3. Cost function and gradient descent

J = mean((-y).* log(sigmoid(X*theta))- (1-y).* log(1 - sigmoid(X*theta)));
grad = 1/m * X' * (sigmoid(X*theta) - y);

4. Learning Theta using fminunc

MATLAB's fminunc is an optimization solver that finds the minimum of an uncinstrained function. fminunc input:

  • The initial value of the parameters we are trying to optimize
  • A funtion computes the cost function and gradient
% Set options for fminunc
options = optimset('GradObj', 'on', 'MaxIter', 400);
% Run fminunc to obtain the optimal theta
% This function will return theta and the cost
[theta, cost] = ...
fminunc(@(t)(costFunction(t, X, y)), initial theta, options);

'GradObj', 'on': set fminunc that our function returns both the cost and the gradient.

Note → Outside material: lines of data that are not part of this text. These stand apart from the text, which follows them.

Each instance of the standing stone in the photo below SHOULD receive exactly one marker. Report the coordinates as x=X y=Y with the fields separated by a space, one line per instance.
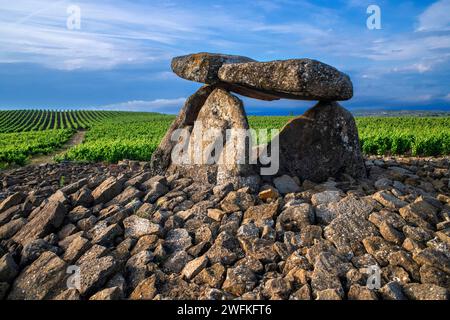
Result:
x=320 y=144
x=220 y=112
x=161 y=158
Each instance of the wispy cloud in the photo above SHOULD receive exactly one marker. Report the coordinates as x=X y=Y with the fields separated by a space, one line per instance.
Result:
x=157 y=105
x=436 y=17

This allows fminunc to use the gradient when minimizing the function.

'MaxIter', 400: set fminunc run for at most 400 steps before it terminates.

@(t) ( costFunction(t, X, y) ): specify the actual function we are minimizing, creates a function, with argument t, which calls your costFunction.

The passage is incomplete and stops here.